Stay Curious!

Cambrian explosion: the state of virtual PBX providers

My employer has been looking for a company who can provide us with phone service designed for a decentralized, virtual-office consulting and support workforce, and after extensive surveying of the options, every single one comes up short on features, quality, or support. You can have one or sometimes two, but not all three, and we don’t really see signs of it getting better. There’s a real race to the bottom in this industry. We’ve had to get creative to make things work. (It is working, but I’ll get to that later.)

Right now I think there are too many immature providers in this space, none of them really doing what’s needed. It looks to me like there’s an enormous untapped market just waiting for some company to get it right. I predict that whoever does that will wipe the floor with their competition, and a lot of them will go out of business and leave a few giants behind.

I think we’re a little bit different from the target market these companies are after (though I think we’re part of a larger unrecognized market that’s under-served at present). We’re not your typical company, but I suggest that we are ahead of our time; in ten years, a lot of companies will look like us.

Call routing and scheduling

We want a customer or potential customer to be able to pick up the phone and call our toll-free emergency number day and night, and get connected to the on-call person wherever they are in the world. To make this happen, we’re currently using a vendor who supports flexible scheduling and something called call-blasting. One person is on-call. The phone system needs to call that person first. If the person picks up the phone, the phone system asks them to press 1 to accept the call. Pressing 1 completes the circuit and that’s the end of the story.

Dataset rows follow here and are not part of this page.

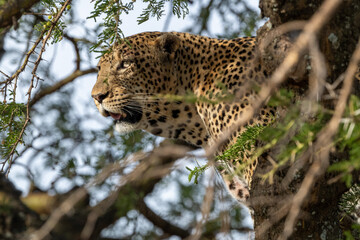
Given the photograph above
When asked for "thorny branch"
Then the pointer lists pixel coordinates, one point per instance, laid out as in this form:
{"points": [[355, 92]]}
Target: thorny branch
{"points": [[314, 25], [44, 40], [322, 146]]}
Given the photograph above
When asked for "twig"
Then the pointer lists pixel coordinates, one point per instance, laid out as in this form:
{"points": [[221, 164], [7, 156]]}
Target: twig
{"points": [[60, 84], [16, 75], [148, 163], [322, 146], [206, 206], [318, 20]]}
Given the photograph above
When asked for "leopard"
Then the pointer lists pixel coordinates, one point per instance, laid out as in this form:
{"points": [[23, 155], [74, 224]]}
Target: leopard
{"points": [[175, 84]]}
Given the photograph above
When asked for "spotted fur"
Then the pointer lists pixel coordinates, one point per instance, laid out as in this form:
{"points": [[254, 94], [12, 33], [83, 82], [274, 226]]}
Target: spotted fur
{"points": [[135, 78]]}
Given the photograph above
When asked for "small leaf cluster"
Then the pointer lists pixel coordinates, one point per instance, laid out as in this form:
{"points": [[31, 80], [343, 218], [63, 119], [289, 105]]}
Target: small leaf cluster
{"points": [[348, 140], [196, 172], [244, 144], [111, 32], [52, 8], [114, 9], [350, 200], [12, 118], [156, 9]]}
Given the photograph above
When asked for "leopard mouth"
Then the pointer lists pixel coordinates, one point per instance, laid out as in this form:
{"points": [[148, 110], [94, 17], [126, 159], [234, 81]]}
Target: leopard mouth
{"points": [[130, 114]]}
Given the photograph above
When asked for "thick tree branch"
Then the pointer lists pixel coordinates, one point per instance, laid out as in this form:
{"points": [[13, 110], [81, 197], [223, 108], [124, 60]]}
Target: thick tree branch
{"points": [[158, 221], [12, 10], [60, 84]]}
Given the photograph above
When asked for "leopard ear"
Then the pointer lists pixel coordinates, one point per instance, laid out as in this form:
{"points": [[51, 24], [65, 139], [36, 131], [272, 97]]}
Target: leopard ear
{"points": [[167, 44]]}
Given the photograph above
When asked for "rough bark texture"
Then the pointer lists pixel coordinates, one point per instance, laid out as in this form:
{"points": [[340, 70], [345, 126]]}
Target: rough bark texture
{"points": [[320, 218]]}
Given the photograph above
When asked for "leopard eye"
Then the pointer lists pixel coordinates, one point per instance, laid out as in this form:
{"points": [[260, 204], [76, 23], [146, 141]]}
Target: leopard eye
{"points": [[123, 65]]}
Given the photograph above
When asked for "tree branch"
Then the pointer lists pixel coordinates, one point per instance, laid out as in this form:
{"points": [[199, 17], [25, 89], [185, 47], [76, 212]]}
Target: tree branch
{"points": [[13, 9], [60, 84]]}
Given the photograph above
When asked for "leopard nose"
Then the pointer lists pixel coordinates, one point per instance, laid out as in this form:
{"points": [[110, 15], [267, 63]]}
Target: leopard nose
{"points": [[100, 97]]}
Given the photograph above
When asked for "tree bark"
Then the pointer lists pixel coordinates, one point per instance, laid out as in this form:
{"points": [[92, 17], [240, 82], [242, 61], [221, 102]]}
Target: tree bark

If the on-call person doesn’t pick up and acknowledge in a certain time period, the system simultaneously calls a selected group of others (call-blasting). Whoever picks up first and accepts the call gets connected to the caller.

The on-call person and the standby group need to be scheduled with great flexibility. Ideally, we’d like an API for the scheduling, so we can simply schedule on-call and backup groups in our internal systems, and communicate that to the service provider.

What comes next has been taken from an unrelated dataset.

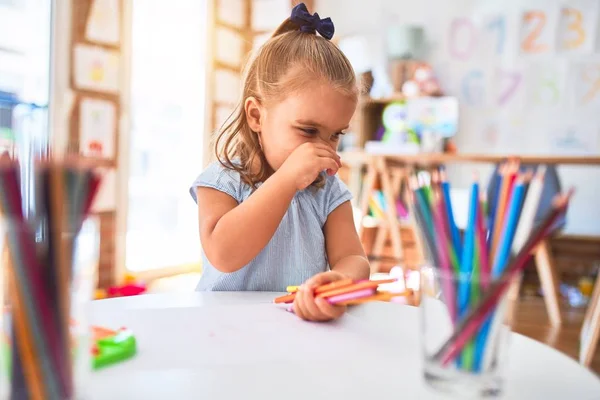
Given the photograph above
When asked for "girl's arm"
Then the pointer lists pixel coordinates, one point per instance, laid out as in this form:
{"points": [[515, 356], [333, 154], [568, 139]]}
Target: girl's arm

In the event that the system cannot get anyone to accept the call, it should drop the caller to voicemail, send the voicemail as an email attachment to our issue tracking system, and SMS alert another selected group of people. This shouldn’t have to be done, but we currently use this as a paranoid backup measure.

As our team grows, we will change what we’re doing. We might have multiple people on-call, and perhaps route based on originating location and/or daylight or working hours, so you get connected to someone close to you and don’t wake anyone up. Or we might choose a different strategy, such as automatically calling through to the smaller group who’s already assigned to you (for existing customers), based on caller ID and whether it’s working hours for that group. We may also have a person whose job it is to accept calls and route them the correct place (we do not want to do callbacks; doing a callback introduces more chances for something to go wrong). The point is – as we grow, we’ll need a better solution. The current solution is working for us because we’re engineers and we can make it happen through cleverness, but it won’t scale to hundreds of team members.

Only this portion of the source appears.